About 6 weeks before the diagnosis he was feeling fine and actually just renewed his gym membership. Within about a week or so he wasn't feeling well, having difficulty swallowing and having intermittent chest pains. The first doctor he saw (4 weeks before the diagnosis) initially thought it was scar tissue at the bottom of his esophagus from past acid reflux/heartburn and would require surgery to be removed. He was scheduled for further tests including a barium swallow, then a catscan and finally saw a thoracic surgeon on December 14th. The surgeon reviewed the catscan, determined that he has advanced esophageal cancer that has also spread into the esophageal lymph nodes, and it looked like cancer in his liver as well. He said they wouldn't be operating and he would be referred to the Cancer Clinic for treatment. A further ultra-sound confirmed the cancer in his liver, and a biopsy was done on the tumor in his esophagus.

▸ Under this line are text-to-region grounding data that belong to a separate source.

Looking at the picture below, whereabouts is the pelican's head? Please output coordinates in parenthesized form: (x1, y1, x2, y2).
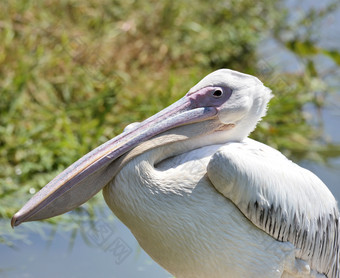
(11, 69, 272, 227)
(187, 69, 272, 140)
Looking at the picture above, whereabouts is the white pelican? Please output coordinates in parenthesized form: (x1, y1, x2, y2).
(12, 69, 339, 278)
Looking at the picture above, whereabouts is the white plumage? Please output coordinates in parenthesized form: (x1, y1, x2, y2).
(12, 69, 340, 278)
(104, 137, 338, 278)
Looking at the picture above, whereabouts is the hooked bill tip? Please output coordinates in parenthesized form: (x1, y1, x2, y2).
(11, 214, 21, 228)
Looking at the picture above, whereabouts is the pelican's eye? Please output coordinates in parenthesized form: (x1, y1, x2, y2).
(212, 89, 223, 98)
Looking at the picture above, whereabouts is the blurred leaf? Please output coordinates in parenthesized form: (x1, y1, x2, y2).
(322, 49, 340, 66)
(285, 39, 319, 56)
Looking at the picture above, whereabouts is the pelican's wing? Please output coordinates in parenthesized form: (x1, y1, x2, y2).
(207, 138, 339, 278)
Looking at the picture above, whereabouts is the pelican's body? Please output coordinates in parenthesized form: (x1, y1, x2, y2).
(12, 69, 339, 278)
(105, 140, 296, 278)
(105, 137, 338, 278)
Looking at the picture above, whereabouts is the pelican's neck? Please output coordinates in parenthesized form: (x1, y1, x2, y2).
(126, 121, 250, 171)
(110, 119, 223, 174)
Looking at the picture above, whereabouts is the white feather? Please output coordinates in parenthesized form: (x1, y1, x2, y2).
(208, 138, 339, 277)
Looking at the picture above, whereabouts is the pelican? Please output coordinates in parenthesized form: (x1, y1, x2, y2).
(12, 69, 339, 278)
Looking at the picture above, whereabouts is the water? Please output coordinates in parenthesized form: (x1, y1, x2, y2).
(1, 2, 340, 278)
(0, 212, 171, 278)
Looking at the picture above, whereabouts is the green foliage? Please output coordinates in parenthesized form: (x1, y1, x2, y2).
(0, 0, 339, 244)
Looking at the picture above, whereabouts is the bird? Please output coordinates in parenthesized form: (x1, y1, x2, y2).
(11, 69, 339, 278)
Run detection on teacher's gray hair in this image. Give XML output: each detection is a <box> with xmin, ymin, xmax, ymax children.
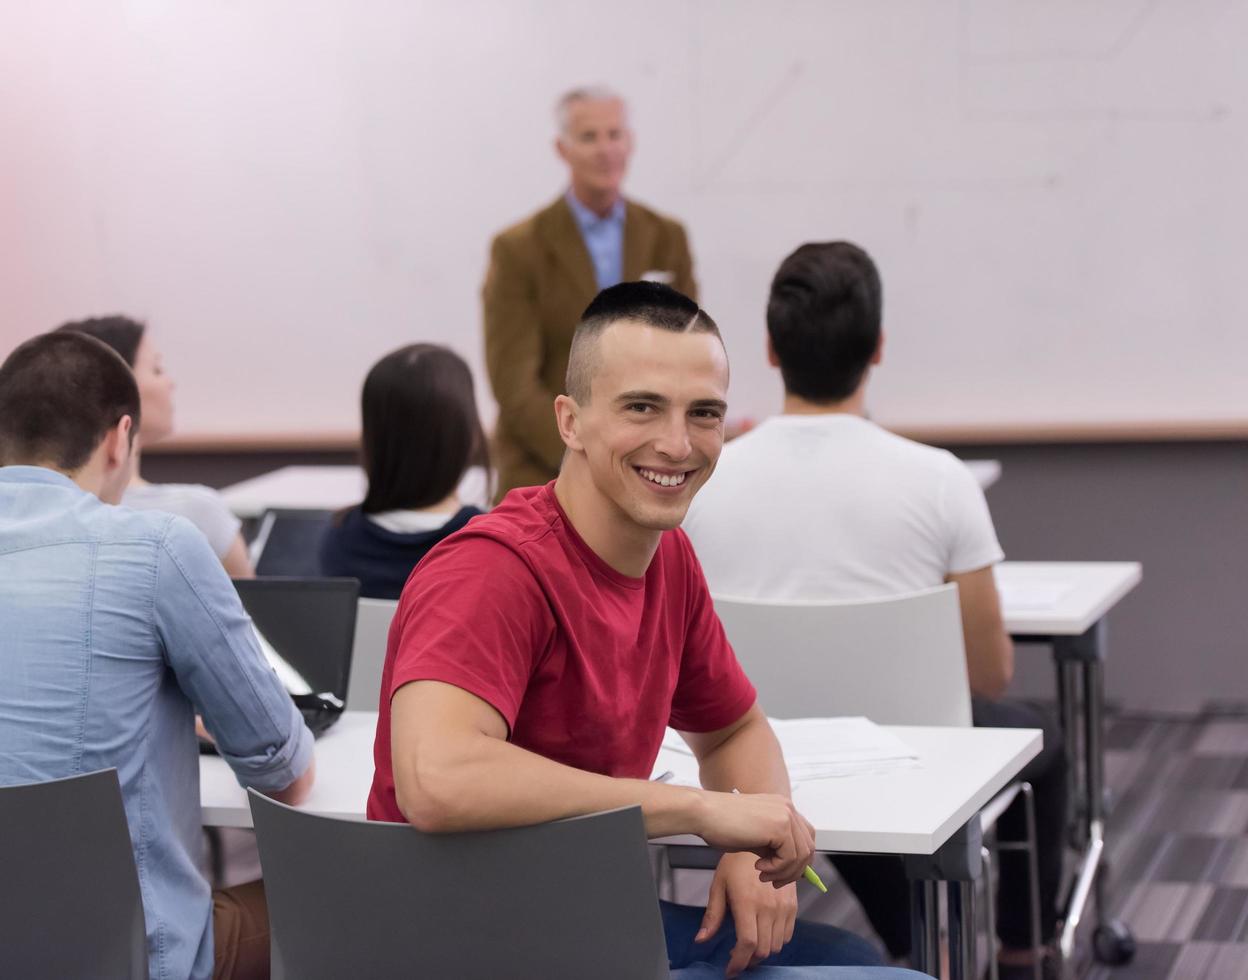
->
<box><xmin>555</xmin><ymin>86</ymin><xmax>627</xmax><ymax>140</ymax></box>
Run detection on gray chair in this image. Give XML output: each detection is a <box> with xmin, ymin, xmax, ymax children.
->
<box><xmin>713</xmin><ymin>585</ymin><xmax>1042</xmax><ymax>980</ymax></box>
<box><xmin>249</xmin><ymin>791</ymin><xmax>669</xmax><ymax>979</ymax></box>
<box><xmin>0</xmin><ymin>769</ymin><xmax>147</xmax><ymax>979</ymax></box>
<box><xmin>346</xmin><ymin>596</ymin><xmax>399</xmax><ymax>711</ymax></box>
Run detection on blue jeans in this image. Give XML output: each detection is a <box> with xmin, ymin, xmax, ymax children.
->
<box><xmin>662</xmin><ymin>901</ymin><xmax>928</xmax><ymax>978</ymax></box>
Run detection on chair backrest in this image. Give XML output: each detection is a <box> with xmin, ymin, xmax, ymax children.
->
<box><xmin>0</xmin><ymin>769</ymin><xmax>147</xmax><ymax>978</ymax></box>
<box><xmin>713</xmin><ymin>583</ymin><xmax>972</xmax><ymax>727</ymax></box>
<box><xmin>249</xmin><ymin>792</ymin><xmax>668</xmax><ymax>980</ymax></box>
<box><xmin>346</xmin><ymin>597</ymin><xmax>399</xmax><ymax>711</ymax></box>
<box><xmin>252</xmin><ymin>508</ymin><xmax>335</xmax><ymax>577</ymax></box>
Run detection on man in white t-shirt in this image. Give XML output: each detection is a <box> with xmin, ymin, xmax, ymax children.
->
<box><xmin>683</xmin><ymin>242</ymin><xmax>1065</xmax><ymax>980</ymax></box>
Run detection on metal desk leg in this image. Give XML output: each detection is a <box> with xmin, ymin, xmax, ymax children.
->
<box><xmin>906</xmin><ymin>818</ymin><xmax>983</xmax><ymax>980</ymax></box>
<box><xmin>1053</xmin><ymin>621</ymin><xmax>1136</xmax><ymax>967</ymax></box>
<box><xmin>948</xmin><ymin>880</ymin><xmax>976</xmax><ymax>980</ymax></box>
<box><xmin>909</xmin><ymin>879</ymin><xmax>941</xmax><ymax>977</ymax></box>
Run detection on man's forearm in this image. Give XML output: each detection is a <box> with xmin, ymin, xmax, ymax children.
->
<box><xmin>396</xmin><ymin>728</ymin><xmax>705</xmax><ymax>838</ymax></box>
<box><xmin>695</xmin><ymin>711</ymin><xmax>792</xmax><ymax>798</ymax></box>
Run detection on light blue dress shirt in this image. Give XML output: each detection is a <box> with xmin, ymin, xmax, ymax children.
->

As an awareness opportunity, I'll share the cause of this cancer. The surgeon said this cancer is the result of chronic acid reflux/heartburn. Stomach acids back up into the esophagus causing constant irritation and eventually change the lining of the esophagus. This is called 'Barrett's Esophagus' which is a pre-cancerous condition. Not everybody that has Barrett's Esophagus goes on to develop cancer, but it greatly increases your risk of cancer. Dave apparently had Barrett's Esophagus, which went undiagnosed, despite the fact that he had gone to our family doctor many times for heartburn over the years. If you have chronic heartburn, you should talk to your doctor about being tested for Barrett's Esophagus.

Dave has taken the rest of the school year off. We're obviously overwhelmed at this point but are staying positive and are realizing that our new normal will be fighting cancer. Dave is keeping a positive attitude and has surrounded himself with family & friends. We're determined to beat this despite the poor odds. Dave is young and otherwise healthy. If anybody can do it, he can.